The "Race Against Death Tour" stops in Scenic, South Dakota in search of some morning grub....
After a blazing run into Scenic, we searched around for a place to get something to eat. The thing was that we had gotten such an early start, nothing was open yet. We were flabbergasted at that, and the lack of any visible signs of life here. The place was obviously a hackneyed tourist trap, but it was weathered, run down, and anything but "scenic". Finally we were obliged to wait until the local general store opened for business in about a half an hours time.
We finally got in and settled down outside, as usual, and started in to chowing down. The long opening salvo to the day left me starving, as we generally just had two packets of instant oatmeal a piece before riding each day. That wasn't nearly enough after that fast ride into Scenic on this warm, calm morning.
As I munched my food, I was blankly staring across the street to an empty lot of tall brown grass that looked as though it hadn't been mown in months, if ever. As I looked, I saw the torso of a man rise straight up out of the grass in the middle of the field. I choked back a gasp of surprise, and Troy and Ryan both saw what it was I was looking at. A Native American slowly stumbled to his feet, empty paper wrapped bottle in his hand, and on shaky legs, he stumbled out of the lot away down the street.
"What the f#@k!", exclaimed Troy. And we were dumbfounded to find any other words for several minutes beyond that. We did get the rest of the food gulped down in a hurry, as our nerves were on edge now. We wanted to escape this weird, living nightmare of a town as soon as possible. Saddled up and ready to move on, Troy again at the front, we moved on down the sun drenched blacktop.
It wasn't long before we ran into several grasshoppers along the road. Big green ones. They were jumping around and getting on our legs and on our bags. Hitch hiking insects! But that wasn't the worst of it. The throng of hoppers thickened, to the point that the entire roadway was covered from ditch to ditch. Hoppers were going through our spokes and under our wheels at such a rate that our tire treads were green with bug guts. The spokes were singing a "plinkity-plink" tune as the insects hopped through the whirling mass of wires to their inevitable death. Every so often, a giant orangish-red hopper would be seen. Dwarfing the already enormous green brethren, these would make a serious "clunk!"if they got caught up in the whirling machinery.
As the surreal plague of insects played itself out, we were mesmerized by the spectacle and the sound. Suddenly, I became aware of some movement ahead. As I looked up, I saw a wall of insects peeling away from the surface of the road as if someone or something was turning the page of a book. The wave swept over us with a deafening roar, and our bicycles almost came to a halt.

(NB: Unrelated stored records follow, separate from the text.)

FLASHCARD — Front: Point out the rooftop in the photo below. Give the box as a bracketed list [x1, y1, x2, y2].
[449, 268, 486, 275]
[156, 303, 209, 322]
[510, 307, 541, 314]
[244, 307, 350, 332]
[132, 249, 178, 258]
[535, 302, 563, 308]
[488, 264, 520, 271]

Not just any old wind, but a wind that wasn't there, and suddenly was. The power of the gust was immense. Maybe a blast of 40-50mph at the snap of a finger. That's what blew the insects off the road, and us to a near stop. It wasn't just a gust either, it was not giving up. It just kept blowing at this incredible rate. Once we figured out it wasn't going to stop, we got into a line and started taking turns pulling at the front. It was slow going. We all ended up in our lowest gears. Unable to move much faster than ten miles an hour, we were obliged to stop after about two miles of butting heads with this wind. Completely exhausted, surprised, and baffled. We didn't know quite what to make of it.